According to German investigators, the suspect, a 29-year-old man of a Tunisian origin, who had been detained by the police in Cologne last Tuesday, was using ricin to produce biological weapons, local German news source PressePortal reported Wednesday. The suspect had also been on the radar of German domestic intelligence since April 2017 because of his plans to go to Syria and join Daesh the Kölner Stadt-Anzeiger newspaper reported last week.
"Very concrete preparations had been made for an act with a… biological bomb, which is a first for Germany," Holger Münch, head of the Federal Criminal Police Office (BKA), told German radio Rbb 24 Wednesday, also adding that the suspect "drew" on instructions for making the poison from "Islamist organizations" online.
"The big planned attack, as we have seen in Paris and Brussels, we think that is not completely unlikely, but less likely, because the so-called Islamic State is already very weakened," Münch added.
While investigating the suspect's house last week following his arrest, police discovered a considerable amount of ricin, one of the most toxic substances known.
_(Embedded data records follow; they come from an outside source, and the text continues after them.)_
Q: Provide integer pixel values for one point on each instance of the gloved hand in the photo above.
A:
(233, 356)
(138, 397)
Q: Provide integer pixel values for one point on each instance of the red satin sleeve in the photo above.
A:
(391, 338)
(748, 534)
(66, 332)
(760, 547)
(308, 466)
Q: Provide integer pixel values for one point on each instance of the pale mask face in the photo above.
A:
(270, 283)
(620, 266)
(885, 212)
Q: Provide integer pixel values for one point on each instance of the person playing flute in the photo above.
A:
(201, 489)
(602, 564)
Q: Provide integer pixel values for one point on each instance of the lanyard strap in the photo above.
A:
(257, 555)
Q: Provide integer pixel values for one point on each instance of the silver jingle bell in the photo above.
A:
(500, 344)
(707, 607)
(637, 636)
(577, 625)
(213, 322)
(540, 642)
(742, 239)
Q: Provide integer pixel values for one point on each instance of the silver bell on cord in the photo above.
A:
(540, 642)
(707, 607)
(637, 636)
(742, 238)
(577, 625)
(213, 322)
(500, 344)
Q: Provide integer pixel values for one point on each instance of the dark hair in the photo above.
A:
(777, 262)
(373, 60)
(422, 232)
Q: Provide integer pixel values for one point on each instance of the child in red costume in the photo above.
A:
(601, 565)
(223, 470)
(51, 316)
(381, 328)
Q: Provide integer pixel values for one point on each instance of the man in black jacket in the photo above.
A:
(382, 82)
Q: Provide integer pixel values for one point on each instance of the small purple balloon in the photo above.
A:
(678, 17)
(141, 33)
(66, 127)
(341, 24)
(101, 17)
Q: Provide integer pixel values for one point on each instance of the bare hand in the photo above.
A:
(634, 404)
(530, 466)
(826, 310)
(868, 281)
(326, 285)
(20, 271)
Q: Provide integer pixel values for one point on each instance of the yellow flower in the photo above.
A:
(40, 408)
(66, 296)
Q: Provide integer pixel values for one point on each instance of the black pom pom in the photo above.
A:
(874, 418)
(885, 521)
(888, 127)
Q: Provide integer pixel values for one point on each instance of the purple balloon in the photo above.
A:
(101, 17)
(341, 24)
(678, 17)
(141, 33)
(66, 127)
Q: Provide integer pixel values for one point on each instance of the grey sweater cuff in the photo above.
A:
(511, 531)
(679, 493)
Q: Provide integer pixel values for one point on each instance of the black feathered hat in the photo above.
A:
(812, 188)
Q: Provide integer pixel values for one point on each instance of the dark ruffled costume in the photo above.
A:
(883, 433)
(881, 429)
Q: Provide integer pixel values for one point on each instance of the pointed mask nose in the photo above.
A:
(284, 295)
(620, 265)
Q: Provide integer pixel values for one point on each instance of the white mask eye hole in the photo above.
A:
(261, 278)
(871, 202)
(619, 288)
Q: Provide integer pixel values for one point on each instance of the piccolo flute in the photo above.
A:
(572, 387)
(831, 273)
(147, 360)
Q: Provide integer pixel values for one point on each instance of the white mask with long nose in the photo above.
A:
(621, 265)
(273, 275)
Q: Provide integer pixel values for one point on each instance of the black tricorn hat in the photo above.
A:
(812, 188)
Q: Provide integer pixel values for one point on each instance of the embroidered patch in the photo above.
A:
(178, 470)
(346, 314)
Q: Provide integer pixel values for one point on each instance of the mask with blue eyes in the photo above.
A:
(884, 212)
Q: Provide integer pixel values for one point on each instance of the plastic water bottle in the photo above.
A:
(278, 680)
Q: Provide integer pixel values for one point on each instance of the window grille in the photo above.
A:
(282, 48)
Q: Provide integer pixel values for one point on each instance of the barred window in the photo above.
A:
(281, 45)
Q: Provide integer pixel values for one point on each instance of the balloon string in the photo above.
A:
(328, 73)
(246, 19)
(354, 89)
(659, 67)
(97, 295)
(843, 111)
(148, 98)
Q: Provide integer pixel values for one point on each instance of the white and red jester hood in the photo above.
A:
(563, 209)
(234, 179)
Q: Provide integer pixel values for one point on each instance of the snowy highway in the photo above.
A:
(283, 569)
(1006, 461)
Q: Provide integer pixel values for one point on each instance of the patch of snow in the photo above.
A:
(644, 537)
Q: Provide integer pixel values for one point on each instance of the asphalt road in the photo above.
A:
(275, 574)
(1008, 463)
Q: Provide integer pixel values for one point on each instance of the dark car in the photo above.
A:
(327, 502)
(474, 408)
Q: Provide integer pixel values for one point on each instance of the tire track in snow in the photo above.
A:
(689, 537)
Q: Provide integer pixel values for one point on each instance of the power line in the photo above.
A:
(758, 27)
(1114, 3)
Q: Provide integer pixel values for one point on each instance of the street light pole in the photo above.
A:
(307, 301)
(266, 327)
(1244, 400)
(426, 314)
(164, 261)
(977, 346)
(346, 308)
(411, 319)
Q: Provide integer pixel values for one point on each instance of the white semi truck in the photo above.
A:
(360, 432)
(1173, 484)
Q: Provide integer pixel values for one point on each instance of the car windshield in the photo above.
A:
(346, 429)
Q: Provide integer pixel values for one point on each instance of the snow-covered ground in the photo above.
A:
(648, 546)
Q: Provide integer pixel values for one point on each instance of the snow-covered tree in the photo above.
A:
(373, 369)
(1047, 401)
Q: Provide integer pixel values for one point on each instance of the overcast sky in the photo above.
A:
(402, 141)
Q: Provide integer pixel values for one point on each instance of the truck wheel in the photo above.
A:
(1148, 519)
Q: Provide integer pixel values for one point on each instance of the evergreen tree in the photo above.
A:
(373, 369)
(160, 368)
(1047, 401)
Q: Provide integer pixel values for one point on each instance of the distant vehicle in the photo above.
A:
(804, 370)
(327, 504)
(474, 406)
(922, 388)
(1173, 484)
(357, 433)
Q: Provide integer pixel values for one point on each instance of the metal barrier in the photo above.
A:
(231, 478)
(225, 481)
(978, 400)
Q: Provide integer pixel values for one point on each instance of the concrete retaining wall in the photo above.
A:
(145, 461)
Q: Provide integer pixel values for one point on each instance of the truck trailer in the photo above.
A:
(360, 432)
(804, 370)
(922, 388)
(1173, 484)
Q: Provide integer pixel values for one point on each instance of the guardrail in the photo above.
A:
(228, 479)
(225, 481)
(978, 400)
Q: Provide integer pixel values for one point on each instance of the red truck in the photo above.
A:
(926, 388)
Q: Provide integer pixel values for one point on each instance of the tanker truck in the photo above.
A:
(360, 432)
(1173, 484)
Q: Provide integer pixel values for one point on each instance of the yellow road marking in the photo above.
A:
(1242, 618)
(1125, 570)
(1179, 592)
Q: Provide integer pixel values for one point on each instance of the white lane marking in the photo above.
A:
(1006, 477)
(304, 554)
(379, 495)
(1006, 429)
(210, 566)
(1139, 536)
The organic plant-based poison produced from castor beans is six times more toxic than potassium cyanide and has no antidote. An amount equivalent to a few grains of salt is enough for a fatal dose, according to the European Food Safety Authority. In order to kill a person or to do considerable damage to someone's health, ricin must enter the body by being inhaled or be injected directly into the blood.
Police had initially detained both the man and his wife, who is a German citizen, but the woman was released shortly afterward. According to the Kölner Stadt-Anzeiger, the suspect, who arrived in Germany in November 2016, had no previous criminal record.
The BKA, the federal investigative police agency of Germany, has a list of 770 in Germany who are currently considered potential security risks.